Problem: Leaves roll downwards, but there is no yellowing or stunting.
Solution: This just looks odd, but the fruit yield will not be affected.
Problem: Plants that grow very slowly and either don't set blooms or the blooms drop off are suffering from weather that is too cool.
Solution: Wait until warmer weather to plant, or provide hot caps to concentrate the warmth.
Problem: When mature plants are lush but no fruit sets, too much nitrogen is likely the problem.
Solution: Incorporate a balanced fertilizer when planting, and side-dress several times during the growing season with a low-nitrogen fertilizer.
Problem: Pepper blossoms or young fruit drop when plants have been stressed from lack of water, heat above 85 degrees, too many mature fruits not yet harvested, or magnesium deficiency.

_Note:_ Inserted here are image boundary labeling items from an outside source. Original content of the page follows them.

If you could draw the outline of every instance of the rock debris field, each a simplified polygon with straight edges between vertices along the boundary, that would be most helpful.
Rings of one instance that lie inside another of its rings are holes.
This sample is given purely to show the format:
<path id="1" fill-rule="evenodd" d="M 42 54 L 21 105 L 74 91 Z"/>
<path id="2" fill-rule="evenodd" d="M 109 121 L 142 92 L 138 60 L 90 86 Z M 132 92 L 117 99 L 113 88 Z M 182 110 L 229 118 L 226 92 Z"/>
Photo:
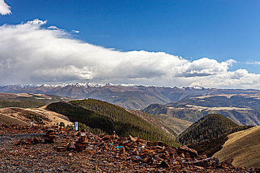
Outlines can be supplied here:
<path id="1" fill-rule="evenodd" d="M 233 159 L 198 156 L 129 136 L 94 134 L 57 126 L 0 124 L 1 173 L 259 173 Z"/>

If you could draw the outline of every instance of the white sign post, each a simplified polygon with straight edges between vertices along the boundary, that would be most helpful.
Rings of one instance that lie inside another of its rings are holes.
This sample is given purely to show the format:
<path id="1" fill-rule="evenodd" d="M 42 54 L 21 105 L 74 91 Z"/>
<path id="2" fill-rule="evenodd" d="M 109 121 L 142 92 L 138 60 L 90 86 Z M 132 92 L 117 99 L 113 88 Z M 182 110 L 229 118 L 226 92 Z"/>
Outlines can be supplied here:
<path id="1" fill-rule="evenodd" d="M 78 131 L 78 122 L 75 122 L 75 131 Z"/>

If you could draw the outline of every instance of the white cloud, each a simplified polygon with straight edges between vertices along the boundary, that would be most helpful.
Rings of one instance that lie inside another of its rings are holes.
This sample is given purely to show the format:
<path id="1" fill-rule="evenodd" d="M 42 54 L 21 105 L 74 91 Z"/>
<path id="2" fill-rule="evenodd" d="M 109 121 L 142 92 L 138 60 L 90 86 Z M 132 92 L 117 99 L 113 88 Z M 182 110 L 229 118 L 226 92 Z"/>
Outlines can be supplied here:
<path id="1" fill-rule="evenodd" d="M 249 61 L 248 61 L 248 62 L 247 62 L 247 64 L 249 64 L 249 65 L 253 65 L 254 66 L 258 66 L 258 65 L 260 65 L 260 61 L 252 61 L 252 60 L 250 60 Z"/>
<path id="2" fill-rule="evenodd" d="M 76 30 L 71 30 L 71 32 L 72 33 L 79 33 L 79 31 L 76 31 Z"/>
<path id="3" fill-rule="evenodd" d="M 260 75 L 228 71 L 235 61 L 193 61 L 163 52 L 123 52 L 84 43 L 39 19 L 0 27 L 1 84 L 112 82 L 260 88 Z"/>
<path id="4" fill-rule="evenodd" d="M 0 0 L 0 15 L 10 14 L 11 7 L 4 2 L 4 0 Z"/>

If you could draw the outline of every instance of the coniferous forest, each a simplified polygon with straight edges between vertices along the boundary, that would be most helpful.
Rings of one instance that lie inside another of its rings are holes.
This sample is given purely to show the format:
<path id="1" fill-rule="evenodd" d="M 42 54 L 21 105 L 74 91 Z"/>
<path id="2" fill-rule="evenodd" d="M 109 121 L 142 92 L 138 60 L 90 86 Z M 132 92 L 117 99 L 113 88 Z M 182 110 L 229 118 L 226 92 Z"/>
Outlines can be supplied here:
<path id="1" fill-rule="evenodd" d="M 179 146 L 176 137 L 149 123 L 125 108 L 106 102 L 88 99 L 56 102 L 47 107 L 50 110 L 68 117 L 91 128 L 95 133 L 112 134 L 120 136 L 131 135 L 155 141 L 160 140 L 173 146 Z"/>
<path id="2" fill-rule="evenodd" d="M 178 137 L 182 145 L 200 142 L 243 130 L 253 126 L 239 126 L 220 114 L 209 114 L 194 123 Z"/>

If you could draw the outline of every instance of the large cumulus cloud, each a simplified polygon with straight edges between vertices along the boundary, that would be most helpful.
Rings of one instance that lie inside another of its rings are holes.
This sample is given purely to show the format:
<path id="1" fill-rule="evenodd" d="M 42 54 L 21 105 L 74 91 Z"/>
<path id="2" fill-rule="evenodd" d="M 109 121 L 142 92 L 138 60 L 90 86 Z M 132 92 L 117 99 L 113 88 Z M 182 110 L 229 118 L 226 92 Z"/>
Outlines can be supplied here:
<path id="1" fill-rule="evenodd" d="M 46 23 L 35 19 L 0 27 L 0 84 L 80 81 L 260 87 L 260 75 L 228 71 L 234 60 L 190 61 L 162 52 L 118 51 L 77 40 Z"/>

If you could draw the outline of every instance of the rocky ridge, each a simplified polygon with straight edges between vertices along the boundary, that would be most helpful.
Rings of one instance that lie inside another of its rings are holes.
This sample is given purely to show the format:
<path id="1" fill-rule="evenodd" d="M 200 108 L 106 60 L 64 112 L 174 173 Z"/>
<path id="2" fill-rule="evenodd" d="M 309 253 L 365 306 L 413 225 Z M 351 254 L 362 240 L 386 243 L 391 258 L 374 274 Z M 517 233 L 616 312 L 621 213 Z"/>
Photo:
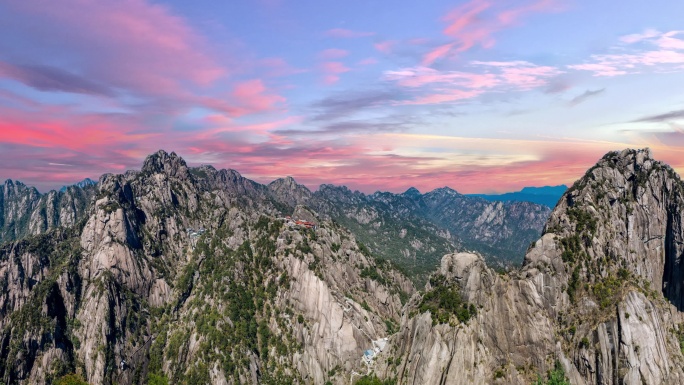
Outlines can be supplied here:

Solution: Peppers are only moderately deep rooted and recover slowly from drought injury. Harvest fruits, and blossoms will begin setting again. A solution of 1 tablespoon of Epsom salts to 1 quart of water sprayed onto leaves and blossoms several times through the bearing season will provide magnesium and aid fruit set.

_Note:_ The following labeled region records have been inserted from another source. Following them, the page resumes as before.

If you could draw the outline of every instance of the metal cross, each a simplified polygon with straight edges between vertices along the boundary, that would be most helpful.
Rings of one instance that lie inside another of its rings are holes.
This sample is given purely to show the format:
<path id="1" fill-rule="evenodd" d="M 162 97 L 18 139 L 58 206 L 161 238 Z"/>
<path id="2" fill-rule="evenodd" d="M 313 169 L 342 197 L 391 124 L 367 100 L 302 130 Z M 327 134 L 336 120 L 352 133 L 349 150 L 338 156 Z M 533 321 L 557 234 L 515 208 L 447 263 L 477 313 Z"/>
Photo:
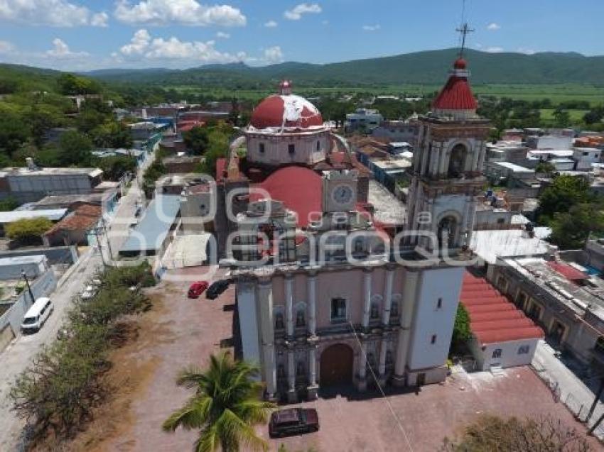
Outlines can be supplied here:
<path id="1" fill-rule="evenodd" d="M 456 31 L 461 34 L 461 48 L 459 50 L 459 57 L 461 58 L 463 57 L 463 50 L 465 48 L 465 37 L 469 33 L 475 31 L 475 30 L 474 28 L 470 28 L 470 26 L 468 25 L 468 22 L 465 22 L 461 26 L 460 28 L 457 28 Z"/>

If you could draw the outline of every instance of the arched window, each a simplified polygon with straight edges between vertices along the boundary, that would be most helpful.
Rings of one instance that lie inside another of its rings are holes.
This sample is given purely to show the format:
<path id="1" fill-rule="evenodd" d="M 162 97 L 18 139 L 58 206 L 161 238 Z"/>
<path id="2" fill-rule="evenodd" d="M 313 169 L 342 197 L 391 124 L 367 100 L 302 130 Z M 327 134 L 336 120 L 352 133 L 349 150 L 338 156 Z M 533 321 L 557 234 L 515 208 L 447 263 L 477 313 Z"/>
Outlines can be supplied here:
<path id="1" fill-rule="evenodd" d="M 390 305 L 390 316 L 399 316 L 399 302 L 392 300 L 392 304 Z"/>
<path id="2" fill-rule="evenodd" d="M 296 365 L 296 376 L 303 377 L 306 375 L 306 366 L 304 365 L 304 362 L 298 361 L 298 364 Z"/>
<path id="3" fill-rule="evenodd" d="M 298 309 L 296 312 L 296 327 L 303 328 L 306 326 L 306 320 L 304 318 L 304 310 Z"/>
<path id="4" fill-rule="evenodd" d="M 457 220 L 453 216 L 446 216 L 438 223 L 438 246 L 441 248 L 455 248 L 457 236 Z"/>
<path id="5" fill-rule="evenodd" d="M 455 145 L 451 150 L 449 158 L 449 169 L 447 175 L 450 178 L 459 177 L 463 172 L 465 165 L 465 158 L 468 155 L 468 149 L 463 144 Z"/>
<path id="6" fill-rule="evenodd" d="M 283 321 L 283 312 L 277 312 L 275 314 L 275 329 L 283 329 L 285 328 L 285 324 Z"/>

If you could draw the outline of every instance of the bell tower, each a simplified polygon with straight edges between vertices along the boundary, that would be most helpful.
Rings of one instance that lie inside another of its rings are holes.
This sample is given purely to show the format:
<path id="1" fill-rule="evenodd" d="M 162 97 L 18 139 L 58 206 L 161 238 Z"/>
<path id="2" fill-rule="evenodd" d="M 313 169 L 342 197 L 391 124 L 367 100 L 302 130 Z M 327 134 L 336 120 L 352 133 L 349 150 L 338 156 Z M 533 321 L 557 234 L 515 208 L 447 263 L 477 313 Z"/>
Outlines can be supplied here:
<path id="1" fill-rule="evenodd" d="M 462 50 L 432 111 L 419 118 L 407 229 L 419 232 L 411 236 L 411 244 L 432 251 L 469 246 L 476 197 L 485 183 L 482 172 L 490 126 L 476 114 L 469 77 Z M 430 233 L 436 239 L 428 237 Z"/>

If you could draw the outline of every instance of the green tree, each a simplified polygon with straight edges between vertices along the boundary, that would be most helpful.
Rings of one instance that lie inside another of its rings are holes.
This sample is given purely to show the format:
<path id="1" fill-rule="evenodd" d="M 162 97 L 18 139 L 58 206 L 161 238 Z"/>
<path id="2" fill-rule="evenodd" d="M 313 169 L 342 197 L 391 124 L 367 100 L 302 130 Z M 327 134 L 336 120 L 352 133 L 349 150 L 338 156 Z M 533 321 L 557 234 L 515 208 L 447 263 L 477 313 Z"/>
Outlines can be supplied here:
<path id="1" fill-rule="evenodd" d="M 571 125 L 571 114 L 566 110 L 558 107 L 552 114 L 556 127 L 568 127 Z"/>
<path id="2" fill-rule="evenodd" d="M 551 162 L 546 160 L 539 160 L 537 165 L 535 167 L 535 172 L 542 172 L 546 175 L 551 175 L 556 171 L 556 167 Z"/>
<path id="3" fill-rule="evenodd" d="M 539 221 L 546 223 L 555 214 L 568 212 L 572 206 L 589 202 L 593 199 L 589 182 L 583 177 L 558 176 L 539 197 Z"/>
<path id="4" fill-rule="evenodd" d="M 590 234 L 604 233 L 604 206 L 580 204 L 568 212 L 559 212 L 551 223 L 549 241 L 563 250 L 582 248 Z"/>
<path id="5" fill-rule="evenodd" d="M 69 131 L 59 140 L 59 162 L 60 165 L 87 166 L 90 165 L 92 142 L 76 131 Z"/>
<path id="6" fill-rule="evenodd" d="M 200 155 L 206 151 L 210 144 L 210 127 L 193 127 L 183 133 L 183 140 L 191 153 Z"/>
<path id="7" fill-rule="evenodd" d="M 101 86 L 96 80 L 73 74 L 62 74 L 57 79 L 57 84 L 59 92 L 66 96 L 96 94 L 101 91 Z"/>
<path id="8" fill-rule="evenodd" d="M 9 223 L 4 226 L 6 236 L 22 243 L 36 243 L 41 240 L 42 234 L 53 227 L 53 222 L 47 218 L 23 219 Z"/>
<path id="9" fill-rule="evenodd" d="M 259 399 L 263 386 L 254 380 L 257 373 L 256 367 L 234 361 L 228 353 L 211 355 L 205 370 L 183 370 L 177 384 L 195 388 L 195 394 L 166 420 L 163 429 L 199 429 L 197 452 L 219 448 L 222 452 L 266 450 L 266 443 L 256 434 L 254 425 L 266 423 L 274 404 Z"/>
<path id="10" fill-rule="evenodd" d="M 30 136 L 30 130 L 23 118 L 15 113 L 6 113 L 0 121 L 0 151 L 11 155 Z"/>
<path id="11" fill-rule="evenodd" d="M 457 348 L 472 338 L 472 330 L 470 329 L 470 314 L 461 303 L 457 306 L 455 316 L 453 334 L 451 338 L 451 345 Z"/>
<path id="12" fill-rule="evenodd" d="M 589 452 L 576 429 L 559 419 L 503 419 L 483 415 L 468 425 L 457 441 L 445 438 L 441 452 Z"/>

Problem: Peppers may be eaten from the inside by pepper maggots.
Solution: Destroy the affected fruit. Spray adult flies (yellow with brown bands on wings) with rotenone before they lay eggs in the peppers.
Problem: Eggplant fruits have brownish spots of rot that are especially severe during wet weather.
Solution: Plant resistant varieties. Rotate so that they are not grown on same soil more frequently than once every four years.